WideSeek-R1: Exploring Width Scaling for Broad Information Seeking via Multi-Agent Reinforcement Learning#

Zelai Xu^1*, Zhexuan Xu^1*, Ruize Zhang^2*, Chunyang Zhu³, Shi Yu⁴,
Weilin Liu³, Quanlu Zhang³, Wenbo Ding², Chao Yu^2†, Yu Wang^1†

¹EE, Tsinghua University ²SIGS, Tsinghua University ³Infinigence AI ⁴IIIS, Tsinghua University

^*Equal Contribution. ^†Corresponding Authors.

Paper: arXiv:2602.04634

Code: WideSeek-R1 code

Data: Training Data | Corpus

Model: WideSeek-R1-4B

Quick Start: Quick Start Guide

Abstract#

Recent advancements in Large Language Models (LLMs) have largely focused on depth scaling, where a single agent solves long-horizon problems with multi-turn reasoning and tool use. However, as tasks grow broader, the key bottleneck shifts from individual competence to organizational capability. In this work, we explore a complementary dimension of width scaling with multi-agent systems to address broad information seeking. Existing multi-agent systems often rely on hand-crafted workflows and turn-taking interactions that fail to parallelize work effectively. To bridge this gap, we propose WideSeek-R1, a lead-agent–subagent framework trained via multi-agent reinforcement learning (MARL) to synergize scalable orchestration and parallel execution. By utilizing a shared LLM with isolated contexts and specialized tools, WideSeek-R1 jointly optimizes the lead agent and parallel subagents on a curated dataset of 20k broad information-seeking tasks. Extensive experiments show that WideSeek-R1-4B achieves an item F1 score of 40.0% on the WideSearch benchmark, which is comparable to the performance of single-agent DeepSeek-R1-671B. Furthermore, WideSeek-R1-4B exhibits consistent performance gains as the number of parallel subagents increases, highlighting the effectiveness of width scaling.
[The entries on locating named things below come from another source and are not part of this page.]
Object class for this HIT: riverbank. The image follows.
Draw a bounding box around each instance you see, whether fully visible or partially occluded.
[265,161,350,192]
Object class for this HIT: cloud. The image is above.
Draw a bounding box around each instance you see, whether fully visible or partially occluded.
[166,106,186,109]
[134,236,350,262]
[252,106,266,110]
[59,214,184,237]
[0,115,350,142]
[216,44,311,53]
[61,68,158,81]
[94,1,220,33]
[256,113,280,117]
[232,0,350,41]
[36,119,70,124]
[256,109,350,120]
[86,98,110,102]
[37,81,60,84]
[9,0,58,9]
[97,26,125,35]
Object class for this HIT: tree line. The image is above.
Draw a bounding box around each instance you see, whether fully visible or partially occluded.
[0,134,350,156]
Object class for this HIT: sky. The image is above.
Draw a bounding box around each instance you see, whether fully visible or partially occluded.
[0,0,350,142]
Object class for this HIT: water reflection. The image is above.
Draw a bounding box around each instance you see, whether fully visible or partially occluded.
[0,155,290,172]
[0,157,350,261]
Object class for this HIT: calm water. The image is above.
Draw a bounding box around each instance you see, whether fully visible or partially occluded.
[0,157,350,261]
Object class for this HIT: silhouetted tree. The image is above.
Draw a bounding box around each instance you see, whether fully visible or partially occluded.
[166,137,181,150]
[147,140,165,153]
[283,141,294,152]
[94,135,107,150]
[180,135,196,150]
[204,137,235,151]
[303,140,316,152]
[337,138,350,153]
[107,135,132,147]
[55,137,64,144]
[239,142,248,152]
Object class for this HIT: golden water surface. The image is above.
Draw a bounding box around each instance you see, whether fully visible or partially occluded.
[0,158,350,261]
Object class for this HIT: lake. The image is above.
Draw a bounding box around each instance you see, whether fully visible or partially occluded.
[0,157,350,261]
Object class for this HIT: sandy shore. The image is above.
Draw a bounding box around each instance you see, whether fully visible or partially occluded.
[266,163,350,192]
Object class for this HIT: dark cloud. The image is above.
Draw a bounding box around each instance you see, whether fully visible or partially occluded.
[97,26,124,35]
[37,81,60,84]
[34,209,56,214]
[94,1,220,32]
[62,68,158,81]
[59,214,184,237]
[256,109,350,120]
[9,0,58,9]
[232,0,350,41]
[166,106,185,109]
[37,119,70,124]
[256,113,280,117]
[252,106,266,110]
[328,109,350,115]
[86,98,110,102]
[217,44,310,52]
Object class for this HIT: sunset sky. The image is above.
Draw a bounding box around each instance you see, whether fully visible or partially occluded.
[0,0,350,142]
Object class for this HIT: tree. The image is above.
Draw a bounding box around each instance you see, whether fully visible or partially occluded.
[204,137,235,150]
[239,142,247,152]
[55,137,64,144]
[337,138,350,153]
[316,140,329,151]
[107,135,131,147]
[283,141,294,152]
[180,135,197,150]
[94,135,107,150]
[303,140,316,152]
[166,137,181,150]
Figure 1: Comparison of depth and width scaling. While depth scaling enhances performance through sequential multi-turn interactions, width scaling orchestrates multi-agent systems for parallel execution. WideSeek-R1 pushes the frontier of width scaling via MARL for synergized orchestration and execution.

Contributions#

We introduce WideSeek-R1, a multi-agent system trained via MARL to synergize scalable orchestration and parallel execution for broad information seeking.
We open-source a large-scale dataset of 20,000 broad information-seeking tasks, offering a complementary training resource to existing multi-hop datasets.
We demonstrate the effectiveness of width scaling with WideSeek-R1-4B, which achieves comparable performance to DeepSeek-R1-671B and exhibits consistent gains as the number of parallel agents increases.

Motivation#

As tasks grow broader, width scaling via multi-agent systems becomes essential, yet both single-agent methods and existing multi-agent systems fall short in different ways. Broad information seeking, which requires gathering and synthesizing attributes of multiple entities into a structured table, serves as an ideal testbed for this challenge.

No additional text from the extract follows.